PDP leader Naeem Akhtar urged Governor Satya Pal Malik to come clear on the incident.
While terming Rizwan’s killing as an “act of state terrorism”, the JRL has called for a valley-wide shutdown on March 20 and peaceful protests on March 21.
As per the police, a magisterial inquiry is underway and a “separate police investigation has also been initiated”.
“We (Kashmiris) have been witnessing custodial killings from past 30 years,” says Rizwan’s elder sibling, who doesn’t hope of any fair outcome of his younger brother’s death. “And we know, none of the victims have ever got justice.”
In the later afternoon, as the teacher was taken to his native town, he was received with slogans and tears. By then, however, the name—#Rizwan—was already trending on social media.
“People don’t die in police custody.

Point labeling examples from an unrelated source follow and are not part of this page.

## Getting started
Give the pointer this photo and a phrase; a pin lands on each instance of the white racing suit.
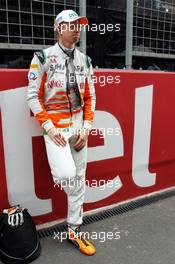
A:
(48, 100)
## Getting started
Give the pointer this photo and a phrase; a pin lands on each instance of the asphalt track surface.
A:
(145, 235)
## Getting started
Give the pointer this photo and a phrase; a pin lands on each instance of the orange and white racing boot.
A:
(76, 238)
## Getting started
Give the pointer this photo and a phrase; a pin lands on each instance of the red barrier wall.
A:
(141, 158)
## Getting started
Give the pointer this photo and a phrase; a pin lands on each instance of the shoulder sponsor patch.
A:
(40, 55)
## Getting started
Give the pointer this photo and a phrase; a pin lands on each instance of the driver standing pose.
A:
(61, 95)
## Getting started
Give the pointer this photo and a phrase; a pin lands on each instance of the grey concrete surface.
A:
(146, 236)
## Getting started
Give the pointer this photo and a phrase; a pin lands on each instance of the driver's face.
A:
(70, 32)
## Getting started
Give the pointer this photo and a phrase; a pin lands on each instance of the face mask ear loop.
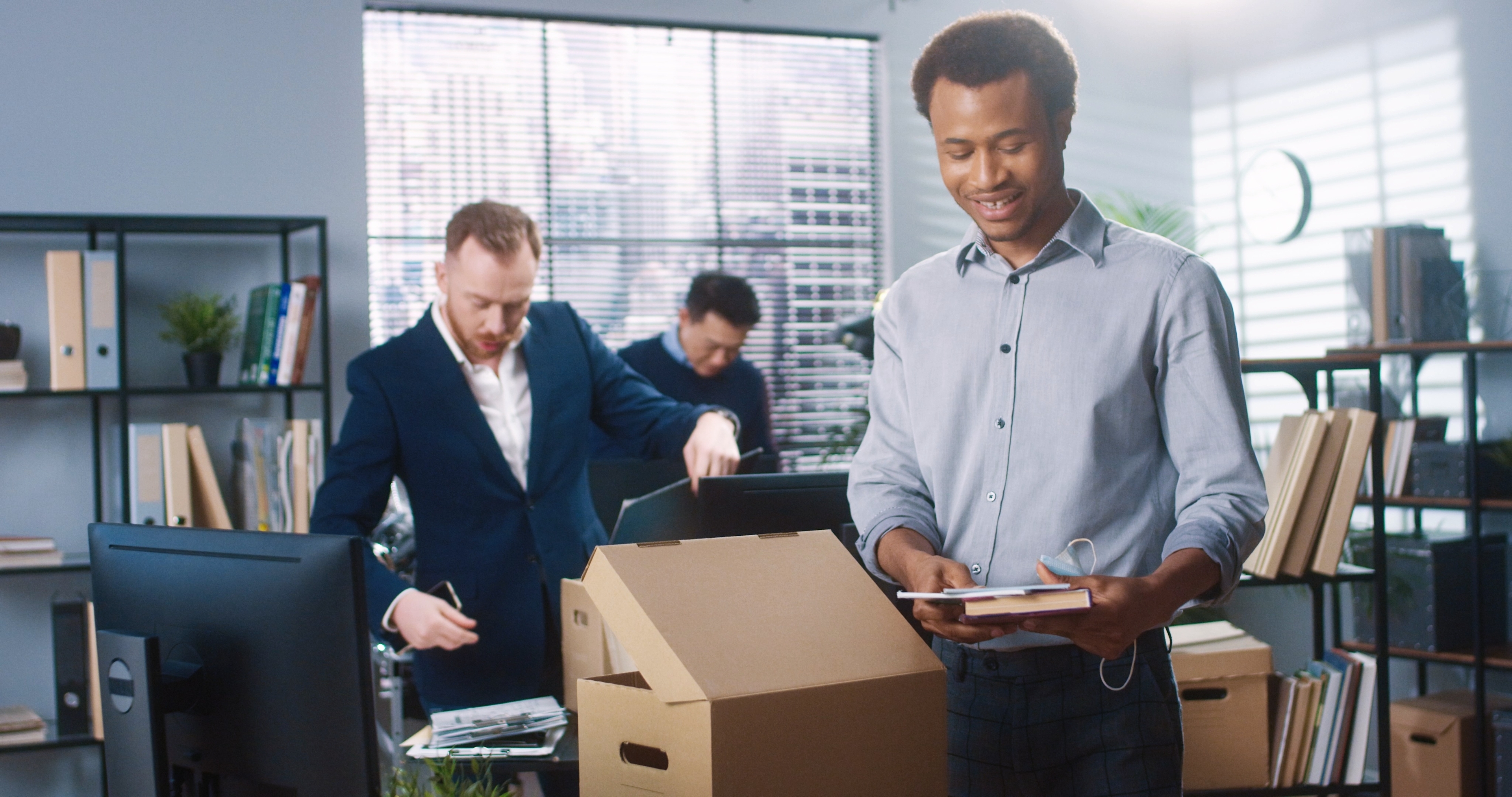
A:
(1127, 681)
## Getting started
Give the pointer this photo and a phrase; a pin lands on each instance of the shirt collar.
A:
(1085, 232)
(673, 346)
(451, 342)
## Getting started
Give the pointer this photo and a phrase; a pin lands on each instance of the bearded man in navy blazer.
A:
(484, 411)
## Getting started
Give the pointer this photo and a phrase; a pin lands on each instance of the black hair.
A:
(728, 296)
(991, 46)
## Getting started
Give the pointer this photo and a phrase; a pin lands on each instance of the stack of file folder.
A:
(525, 728)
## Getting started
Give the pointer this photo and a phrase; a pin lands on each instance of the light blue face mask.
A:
(1071, 563)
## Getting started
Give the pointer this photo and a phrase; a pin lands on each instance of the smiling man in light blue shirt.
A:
(1054, 377)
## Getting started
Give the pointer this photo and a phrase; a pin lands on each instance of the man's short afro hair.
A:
(986, 48)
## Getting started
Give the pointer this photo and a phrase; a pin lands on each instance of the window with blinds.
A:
(646, 155)
(1380, 125)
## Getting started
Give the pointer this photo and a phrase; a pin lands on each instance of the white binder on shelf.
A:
(66, 324)
(147, 474)
(102, 362)
(178, 479)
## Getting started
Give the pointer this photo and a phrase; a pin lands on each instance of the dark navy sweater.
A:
(740, 389)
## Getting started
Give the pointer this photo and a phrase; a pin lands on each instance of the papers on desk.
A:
(545, 748)
(525, 728)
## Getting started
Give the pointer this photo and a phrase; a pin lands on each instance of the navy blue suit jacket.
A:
(413, 416)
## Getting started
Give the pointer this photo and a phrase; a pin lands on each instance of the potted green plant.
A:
(205, 327)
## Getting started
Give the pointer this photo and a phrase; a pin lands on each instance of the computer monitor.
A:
(773, 503)
(235, 663)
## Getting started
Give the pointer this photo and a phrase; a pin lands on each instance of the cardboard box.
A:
(1434, 743)
(1225, 705)
(589, 648)
(767, 666)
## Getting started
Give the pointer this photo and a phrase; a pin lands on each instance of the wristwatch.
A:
(729, 416)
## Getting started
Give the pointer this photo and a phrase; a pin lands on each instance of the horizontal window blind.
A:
(646, 155)
(1380, 125)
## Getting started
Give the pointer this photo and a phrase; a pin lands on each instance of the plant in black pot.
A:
(205, 327)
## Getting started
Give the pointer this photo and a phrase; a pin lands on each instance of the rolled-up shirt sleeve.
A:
(1221, 494)
(887, 483)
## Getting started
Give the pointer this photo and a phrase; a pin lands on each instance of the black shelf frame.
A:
(1307, 373)
(120, 227)
(54, 742)
(1473, 506)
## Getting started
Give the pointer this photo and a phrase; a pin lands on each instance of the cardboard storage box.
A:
(767, 666)
(1225, 705)
(1434, 743)
(589, 648)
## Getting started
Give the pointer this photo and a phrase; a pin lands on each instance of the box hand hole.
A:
(642, 755)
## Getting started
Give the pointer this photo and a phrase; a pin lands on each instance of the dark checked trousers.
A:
(1040, 722)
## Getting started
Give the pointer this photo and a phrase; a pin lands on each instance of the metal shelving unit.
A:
(122, 229)
(1307, 373)
(1479, 657)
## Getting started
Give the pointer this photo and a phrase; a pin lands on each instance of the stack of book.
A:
(1312, 481)
(1322, 722)
(20, 725)
(280, 320)
(29, 553)
(277, 468)
(13, 375)
(173, 480)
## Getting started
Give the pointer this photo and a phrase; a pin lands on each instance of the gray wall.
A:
(179, 106)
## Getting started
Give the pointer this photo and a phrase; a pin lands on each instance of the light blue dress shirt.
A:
(1094, 392)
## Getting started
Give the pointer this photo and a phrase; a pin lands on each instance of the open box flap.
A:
(722, 618)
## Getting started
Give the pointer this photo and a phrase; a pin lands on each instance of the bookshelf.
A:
(115, 232)
(1308, 373)
(1481, 657)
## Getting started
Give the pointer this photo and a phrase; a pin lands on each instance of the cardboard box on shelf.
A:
(1434, 743)
(767, 666)
(589, 648)
(1225, 705)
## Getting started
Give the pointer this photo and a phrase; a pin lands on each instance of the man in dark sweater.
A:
(699, 359)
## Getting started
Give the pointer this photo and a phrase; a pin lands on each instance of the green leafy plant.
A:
(1171, 221)
(200, 323)
(447, 778)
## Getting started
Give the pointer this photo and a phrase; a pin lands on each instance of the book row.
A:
(1312, 481)
(280, 320)
(276, 468)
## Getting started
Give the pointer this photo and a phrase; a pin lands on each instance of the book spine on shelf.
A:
(289, 333)
(147, 474)
(312, 288)
(66, 320)
(178, 481)
(102, 370)
(265, 347)
(253, 341)
(70, 668)
(280, 321)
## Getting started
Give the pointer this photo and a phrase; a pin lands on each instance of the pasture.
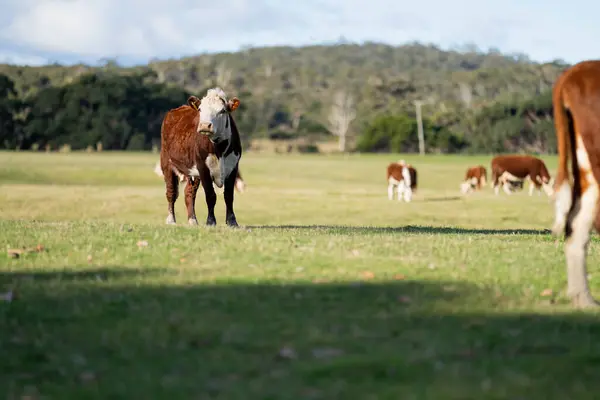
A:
(327, 290)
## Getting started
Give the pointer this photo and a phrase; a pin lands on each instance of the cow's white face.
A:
(214, 115)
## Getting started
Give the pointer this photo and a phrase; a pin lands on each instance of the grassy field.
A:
(327, 291)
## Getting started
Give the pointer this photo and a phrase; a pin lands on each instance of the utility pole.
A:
(418, 104)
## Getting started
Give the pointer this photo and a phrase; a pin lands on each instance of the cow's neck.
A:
(229, 150)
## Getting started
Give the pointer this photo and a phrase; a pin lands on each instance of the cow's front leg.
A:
(172, 192)
(506, 187)
(210, 196)
(228, 193)
(390, 191)
(400, 190)
(191, 188)
(407, 194)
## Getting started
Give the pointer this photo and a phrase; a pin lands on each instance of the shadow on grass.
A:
(426, 230)
(446, 198)
(127, 336)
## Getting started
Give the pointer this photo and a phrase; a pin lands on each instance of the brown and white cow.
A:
(475, 179)
(576, 108)
(201, 144)
(402, 177)
(507, 170)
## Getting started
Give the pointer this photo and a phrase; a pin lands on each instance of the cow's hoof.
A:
(211, 221)
(232, 223)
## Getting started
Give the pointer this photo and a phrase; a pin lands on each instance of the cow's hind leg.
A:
(580, 221)
(191, 188)
(228, 193)
(210, 196)
(172, 192)
(391, 191)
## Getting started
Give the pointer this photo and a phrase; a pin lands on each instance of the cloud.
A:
(135, 30)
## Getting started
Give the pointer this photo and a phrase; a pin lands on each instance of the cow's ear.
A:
(233, 104)
(194, 102)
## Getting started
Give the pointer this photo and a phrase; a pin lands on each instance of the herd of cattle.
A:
(508, 171)
(200, 144)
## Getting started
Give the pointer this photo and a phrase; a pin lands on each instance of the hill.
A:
(292, 92)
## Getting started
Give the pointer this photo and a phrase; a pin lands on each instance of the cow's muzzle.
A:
(206, 128)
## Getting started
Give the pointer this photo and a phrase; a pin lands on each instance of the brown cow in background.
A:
(475, 179)
(402, 177)
(510, 170)
(201, 143)
(576, 107)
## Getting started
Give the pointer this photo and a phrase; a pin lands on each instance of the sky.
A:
(37, 32)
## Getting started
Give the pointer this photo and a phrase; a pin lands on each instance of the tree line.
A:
(472, 101)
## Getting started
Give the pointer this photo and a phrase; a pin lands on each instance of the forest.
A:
(363, 98)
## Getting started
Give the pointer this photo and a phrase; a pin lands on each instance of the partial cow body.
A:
(507, 170)
(402, 177)
(475, 179)
(576, 105)
(200, 143)
(240, 184)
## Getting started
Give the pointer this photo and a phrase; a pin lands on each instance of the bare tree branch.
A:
(342, 114)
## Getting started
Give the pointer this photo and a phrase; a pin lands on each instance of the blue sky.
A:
(35, 32)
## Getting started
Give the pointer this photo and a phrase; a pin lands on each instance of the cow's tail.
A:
(565, 137)
(158, 169)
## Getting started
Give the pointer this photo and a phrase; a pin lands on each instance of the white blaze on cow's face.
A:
(465, 187)
(214, 115)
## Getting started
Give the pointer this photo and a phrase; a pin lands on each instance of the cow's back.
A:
(518, 165)
(180, 141)
(394, 170)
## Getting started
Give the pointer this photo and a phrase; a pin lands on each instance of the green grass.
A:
(327, 291)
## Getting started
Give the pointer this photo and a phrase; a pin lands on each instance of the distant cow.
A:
(475, 179)
(576, 108)
(509, 169)
(402, 177)
(200, 142)
(240, 184)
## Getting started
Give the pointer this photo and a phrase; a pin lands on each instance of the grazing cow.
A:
(475, 179)
(403, 177)
(200, 142)
(506, 169)
(240, 184)
(576, 108)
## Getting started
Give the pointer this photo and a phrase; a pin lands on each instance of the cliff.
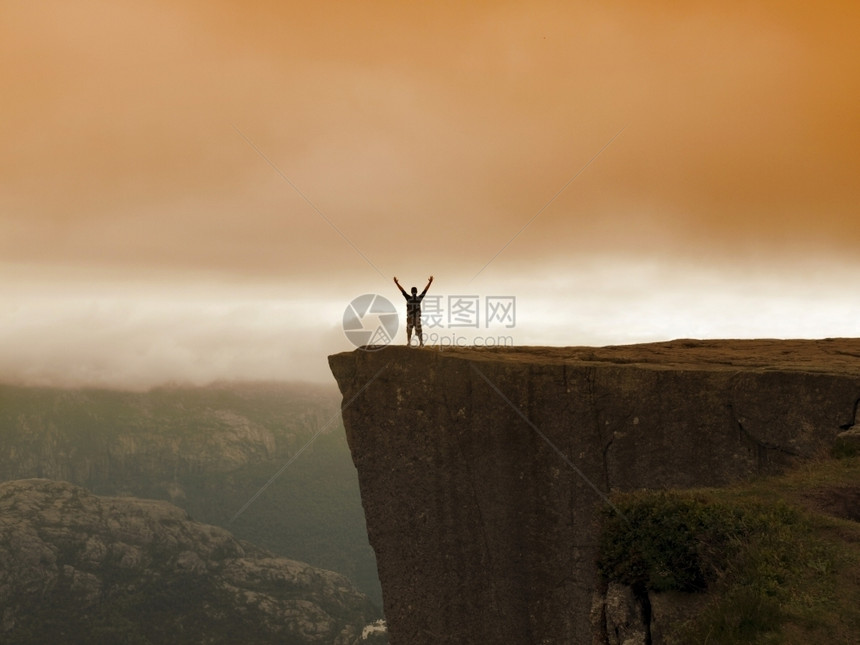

People are killed in police custody,” Mirza Waheed, well-known Kashmiri English novelist tweeted. “Thirty years of custodial murder, thirty years of inquiries.”
People don’t die in police custody. People are killed in police custody.#Rizwan
— Mirza Waheed (@MirzaWaheed) March 19, 2019
“Dear officers of J&K police and NIA,” wrote one Ather Bhat, “was killing of Rizwan in plan or just interrogation went too far. #Rizwan #awantipora.”
When the axe first entered into the forest, the trees said “Look, the handle is one of us.”
Imagine the fate of a forest which has many of its trees competing with one another to hobnob with the woodcutters and act as handles. #Awantipora #Rizwan #custodialkilling
— Athar Parvaiz (@AtharParvaiz) March 19, 2019
“Rest in peace #Rizwan. #BanCargo #SlaughterHouse And those sermonisers in uniform will lecture us about human rights,” Gowhar Geelani, renowned Kashmiri journalist tweeted. “’Well done boys’ for murdering a Kashmiri Muslim teacher! Shame on J&K Police.”